Trouble point (Diesel)

The cold resistance of a diesel can be characterized by three properties: the filterability limit temperature (FLT), the cloud point (CP) and the pour point (FP). These properties generally follow the same trend with the concentration of normal paraffins present in the diesel and are fairly well correlated with each other. In general, the crystallization of a fluid occurs in two stages: the first is nucleation with the appearance of crystals and the second stage is the agglomeration and growth of crystals. The CP therefore characterizes the first stage when the first crystals appear; the FLT characterizes the moment during cooling from which the size of the crystals becomes too large for them to pass through a filter and the FP characterizes the temperature from which the product can no longer flow because it becomes solid. Consequently, the following order is observed in temperature: CP > FLT > FP. It should be noted that PT and TLF are defined in diesel specifications according to ASTM D975-20c “Standard Specification for Diesel Fuel” unlike pour point.
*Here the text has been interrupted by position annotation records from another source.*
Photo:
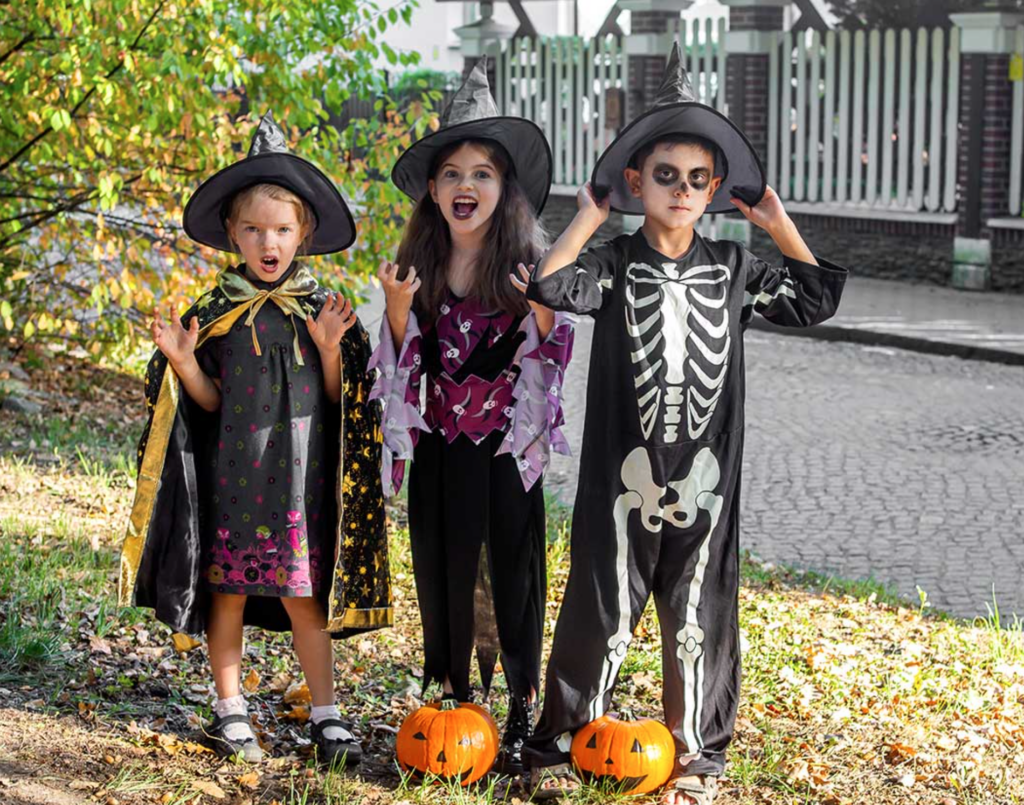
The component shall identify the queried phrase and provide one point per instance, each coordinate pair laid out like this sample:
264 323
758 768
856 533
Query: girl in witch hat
492 364
657 506
258 500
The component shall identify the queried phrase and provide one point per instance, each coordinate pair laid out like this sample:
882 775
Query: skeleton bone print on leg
693 494
667 312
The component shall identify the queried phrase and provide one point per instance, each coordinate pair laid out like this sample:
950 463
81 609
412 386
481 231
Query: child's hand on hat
589 205
398 293
176 342
769 212
336 319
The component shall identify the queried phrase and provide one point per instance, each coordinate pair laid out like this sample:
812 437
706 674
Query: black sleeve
584 287
795 294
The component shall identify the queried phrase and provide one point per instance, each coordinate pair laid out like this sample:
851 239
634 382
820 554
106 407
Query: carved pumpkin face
450 739
635 757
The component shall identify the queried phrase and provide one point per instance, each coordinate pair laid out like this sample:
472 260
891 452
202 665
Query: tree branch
113 72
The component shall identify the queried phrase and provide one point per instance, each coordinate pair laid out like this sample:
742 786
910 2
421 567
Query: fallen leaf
251 682
183 643
300 714
298 693
210 789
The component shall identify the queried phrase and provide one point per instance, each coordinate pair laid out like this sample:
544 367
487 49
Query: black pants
462 499
676 539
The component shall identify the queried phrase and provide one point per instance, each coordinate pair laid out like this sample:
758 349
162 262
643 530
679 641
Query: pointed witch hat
270 162
473 115
677 111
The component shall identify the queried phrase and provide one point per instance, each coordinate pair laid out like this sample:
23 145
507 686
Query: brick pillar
983 146
653 24
748 41
747 79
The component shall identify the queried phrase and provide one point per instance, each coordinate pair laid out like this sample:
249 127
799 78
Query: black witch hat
677 111
473 115
270 162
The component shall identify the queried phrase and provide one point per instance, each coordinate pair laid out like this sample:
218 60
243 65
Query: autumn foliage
114 111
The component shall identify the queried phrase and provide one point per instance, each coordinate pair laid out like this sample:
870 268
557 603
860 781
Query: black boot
518 727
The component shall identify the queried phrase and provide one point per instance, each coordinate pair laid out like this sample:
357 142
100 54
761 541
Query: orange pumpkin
451 739
636 757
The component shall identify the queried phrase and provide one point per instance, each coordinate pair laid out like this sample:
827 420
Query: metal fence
1017 130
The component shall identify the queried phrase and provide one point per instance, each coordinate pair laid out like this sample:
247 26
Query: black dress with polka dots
271 503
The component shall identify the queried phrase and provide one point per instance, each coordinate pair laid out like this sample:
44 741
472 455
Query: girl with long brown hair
459 327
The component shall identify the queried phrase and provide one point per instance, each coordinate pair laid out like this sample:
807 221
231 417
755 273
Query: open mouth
463 208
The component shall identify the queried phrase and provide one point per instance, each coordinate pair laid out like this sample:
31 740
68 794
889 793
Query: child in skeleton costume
491 364
656 510
258 499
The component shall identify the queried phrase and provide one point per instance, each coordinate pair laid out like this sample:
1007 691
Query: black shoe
518 727
249 749
346 753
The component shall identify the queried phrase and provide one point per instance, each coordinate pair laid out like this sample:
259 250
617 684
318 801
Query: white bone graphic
692 494
679 329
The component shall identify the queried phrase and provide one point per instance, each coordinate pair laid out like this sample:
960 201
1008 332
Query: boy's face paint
676 184
467 188
268 235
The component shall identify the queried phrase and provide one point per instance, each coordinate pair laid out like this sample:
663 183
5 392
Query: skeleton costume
657 506
481 443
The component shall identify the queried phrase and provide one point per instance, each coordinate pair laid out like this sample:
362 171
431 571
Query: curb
910 343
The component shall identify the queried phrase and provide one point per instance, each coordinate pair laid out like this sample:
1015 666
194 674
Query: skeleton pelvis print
679 325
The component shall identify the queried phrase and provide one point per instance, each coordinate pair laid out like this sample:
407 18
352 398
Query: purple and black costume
492 417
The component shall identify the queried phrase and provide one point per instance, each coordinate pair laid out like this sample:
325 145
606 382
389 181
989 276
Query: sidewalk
925 319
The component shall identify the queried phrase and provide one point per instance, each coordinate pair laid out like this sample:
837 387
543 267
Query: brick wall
888 250
756 18
1008 260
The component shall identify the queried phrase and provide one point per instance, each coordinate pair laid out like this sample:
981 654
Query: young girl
457 323
240 499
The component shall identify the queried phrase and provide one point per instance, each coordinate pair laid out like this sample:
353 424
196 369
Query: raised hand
769 212
520 282
588 205
398 293
336 319
177 343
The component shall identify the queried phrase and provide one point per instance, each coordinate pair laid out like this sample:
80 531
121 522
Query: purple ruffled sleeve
397 386
537 415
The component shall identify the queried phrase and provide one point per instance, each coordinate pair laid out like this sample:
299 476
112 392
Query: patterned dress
272 501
The measurement of the PT or "cloud point" according to the Anglo-Saxon terminology is carried out according to the standards ASTM D2500-11 or NF ISO EN 23015. These methods are used for PT below 49 ° C. In the determination, the sample is heated at least 15 ° C above the supposed PT and placed in a test tube closed with a stopper. A thermometer inside the tube touches the bottom of it. It is then cooled gradually, using increasingly cold cooling baths and the clarity of the product is manually checked every degree. The PT is the temperature at which a distinct cloudiness appears at the bottom of the test tube. It is reported from degree to degree. There are other equivalent automated methods that are also accepted for the certification of diesel (ASTM D975-20c) in particular the AFNOR ISO 3015 standard and ASTM D5773. However, in the event of a discrepancy between two values given by different standards, the ASTM D2500 method is the authoritative method. This method is expensive and also requires distillation, particularly by hydrocracking.
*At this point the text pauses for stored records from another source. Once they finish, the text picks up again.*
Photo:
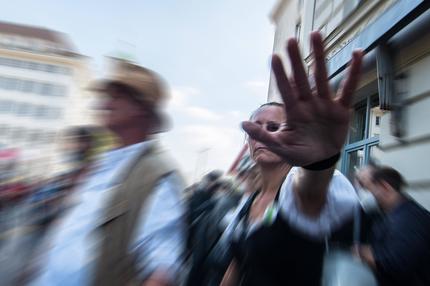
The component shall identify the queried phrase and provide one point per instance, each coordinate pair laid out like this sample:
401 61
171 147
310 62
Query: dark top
401 246
278 254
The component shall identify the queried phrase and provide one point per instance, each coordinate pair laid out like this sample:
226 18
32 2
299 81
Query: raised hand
316 121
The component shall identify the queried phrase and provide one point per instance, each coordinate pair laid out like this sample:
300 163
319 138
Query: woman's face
269 117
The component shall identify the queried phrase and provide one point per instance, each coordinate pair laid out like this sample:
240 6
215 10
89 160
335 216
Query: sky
214 55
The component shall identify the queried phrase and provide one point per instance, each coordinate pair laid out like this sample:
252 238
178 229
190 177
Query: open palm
316 121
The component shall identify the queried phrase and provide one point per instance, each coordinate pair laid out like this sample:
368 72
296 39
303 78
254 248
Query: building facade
42 80
389 125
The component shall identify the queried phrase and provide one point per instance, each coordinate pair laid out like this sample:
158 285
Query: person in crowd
303 202
399 249
126 226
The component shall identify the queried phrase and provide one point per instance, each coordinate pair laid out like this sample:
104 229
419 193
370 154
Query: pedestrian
280 234
126 227
399 248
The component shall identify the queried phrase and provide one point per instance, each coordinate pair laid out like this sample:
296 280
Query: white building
393 97
42 89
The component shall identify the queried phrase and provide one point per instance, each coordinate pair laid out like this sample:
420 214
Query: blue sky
214 55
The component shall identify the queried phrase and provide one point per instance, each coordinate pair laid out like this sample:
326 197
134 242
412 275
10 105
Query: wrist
323 164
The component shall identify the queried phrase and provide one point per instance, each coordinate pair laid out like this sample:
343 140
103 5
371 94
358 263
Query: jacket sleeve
339 207
160 237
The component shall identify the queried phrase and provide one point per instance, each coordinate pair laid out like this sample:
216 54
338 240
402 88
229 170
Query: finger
320 71
257 133
282 82
346 92
299 74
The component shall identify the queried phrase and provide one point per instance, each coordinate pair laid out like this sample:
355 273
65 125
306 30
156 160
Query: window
298 29
363 137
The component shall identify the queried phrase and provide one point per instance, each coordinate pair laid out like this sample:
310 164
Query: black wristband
323 164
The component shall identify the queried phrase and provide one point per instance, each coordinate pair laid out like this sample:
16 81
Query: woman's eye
272 127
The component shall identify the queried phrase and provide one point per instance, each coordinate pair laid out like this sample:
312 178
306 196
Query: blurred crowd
124 216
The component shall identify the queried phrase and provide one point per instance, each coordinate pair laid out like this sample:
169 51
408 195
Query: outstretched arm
316 121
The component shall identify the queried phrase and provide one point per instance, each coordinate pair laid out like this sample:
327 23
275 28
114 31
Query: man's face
121 110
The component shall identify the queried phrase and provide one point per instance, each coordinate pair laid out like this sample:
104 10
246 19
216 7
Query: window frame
365 143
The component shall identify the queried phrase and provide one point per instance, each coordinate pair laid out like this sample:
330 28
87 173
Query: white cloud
180 95
202 113
257 88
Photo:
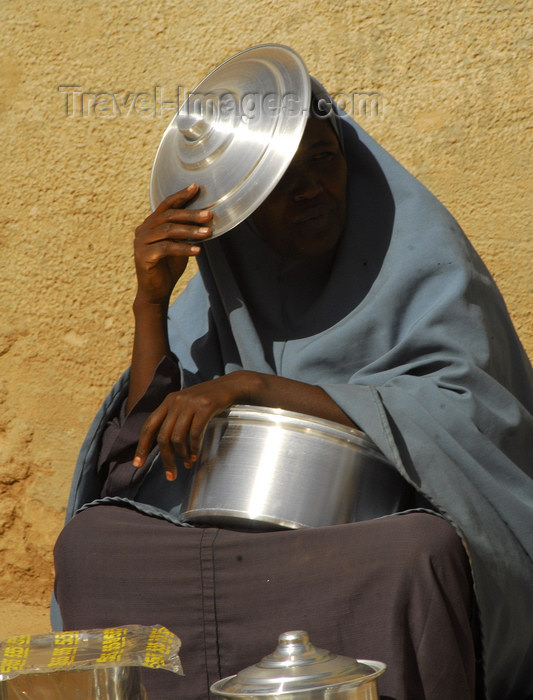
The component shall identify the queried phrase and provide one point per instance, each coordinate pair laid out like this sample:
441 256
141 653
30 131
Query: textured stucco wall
454 106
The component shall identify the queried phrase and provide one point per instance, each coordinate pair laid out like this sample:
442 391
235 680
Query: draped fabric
409 335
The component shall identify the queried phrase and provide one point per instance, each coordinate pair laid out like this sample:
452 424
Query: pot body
268 468
116 683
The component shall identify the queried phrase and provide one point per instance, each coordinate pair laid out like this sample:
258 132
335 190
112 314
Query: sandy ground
22 618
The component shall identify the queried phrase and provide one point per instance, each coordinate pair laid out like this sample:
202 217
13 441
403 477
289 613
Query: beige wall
454 103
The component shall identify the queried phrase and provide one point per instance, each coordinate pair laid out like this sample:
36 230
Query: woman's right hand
165 241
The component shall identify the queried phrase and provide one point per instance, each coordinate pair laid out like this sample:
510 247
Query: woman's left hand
179 422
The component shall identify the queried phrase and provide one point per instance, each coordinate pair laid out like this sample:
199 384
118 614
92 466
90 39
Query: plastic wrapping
84 664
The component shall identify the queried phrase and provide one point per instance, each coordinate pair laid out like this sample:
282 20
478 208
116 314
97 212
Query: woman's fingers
180 422
178 199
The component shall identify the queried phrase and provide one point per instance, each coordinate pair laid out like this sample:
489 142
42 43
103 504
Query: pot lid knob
297 666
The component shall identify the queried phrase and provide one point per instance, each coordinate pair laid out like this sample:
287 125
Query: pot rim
379 669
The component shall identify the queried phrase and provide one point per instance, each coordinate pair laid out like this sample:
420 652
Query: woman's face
304 215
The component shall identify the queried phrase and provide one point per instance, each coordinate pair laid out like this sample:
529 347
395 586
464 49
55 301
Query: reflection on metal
236 134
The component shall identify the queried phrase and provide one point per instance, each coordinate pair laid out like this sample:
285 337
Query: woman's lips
310 213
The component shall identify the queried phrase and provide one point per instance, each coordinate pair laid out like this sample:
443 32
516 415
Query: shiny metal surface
235 134
297 670
265 468
116 683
A set of correlations have been developed (Riazi MR. Characterization and properties of petroleum fractions. W. Conshohocken, PA: ASTM International; 2005). However, they are generally valid for a single range of process, feed, and operating conditions.

In Cookson et al. (Composition-property relations for jet and diesel fuels of variable boiling range. Fuel 1995;74(1):70–8.) models were proposed for diesel cuts with variable boiling range (with an initial boiling point between 230°C and 250°C and a final boiling point between 320°C and 370°C), emphasizing the need to introduce information on the cut points. The proposed models for PT and PE are given in the following equations:

Or and the are the model parameters, and And respectively denote the percentages of n-paraffinic and aromatic carbons estimated from ¹³ C NMR data. are the temperatures of the analyzed DS carried out by gas chromatography. The main disadvantage of these methods is that the quantities And are not directly accessible in the refinery.

In his thesis, JJ. Da Costa (2017) (Molecular understanding and prediction of physicochemical properties in petroleum products) proposed a model for predicting PT in hydrocracking from basic properties:

- the conversion rate X ₃₇₀ ,

- the temperature T ₉₅ obtained by DS,

- the nitrogen content contained in the original vacuum distillate charge.

Two models have been developed:

- A linear regression model

- A Kriging model (J. J. Da Costa, F. Chainet, Molecular understanding and prediction of physicochemical properties in petroleum products, B. Celse, M. Lacoue-Nègre, C. Ruckebusch, and D. Espinat, Energy & Fuels 2018 32 (4), 5623-5634)

The prediction by these above-mentioned models is relatively good but the drawback is that the correlation is only valid for conventional hydrocracking (without co-treatment with lipid feedstocks).

The applicant has surprisingly demonstrated that, during co-treatment of biological feedstocks with fossil feedstocks in hydrotreatment or hydroconversion processes, the cold properties of the kerosene and diesel fractions are governed by the content of normal paraffins generated by the biological feedstocks.

The applicant's work shows that the FP is directly related to the content of longer normal paraffins in the kerosene cut and more precisely to nC16 in the context of co-treatment with lipid feedstocks. Whatever the hydroconversion processes, whatever the feedstocks and whatever the operating conditions, the correlation of the FP of kerosene with the nC16 content in the cut is unique and the FP can be calculated according to a particular equation.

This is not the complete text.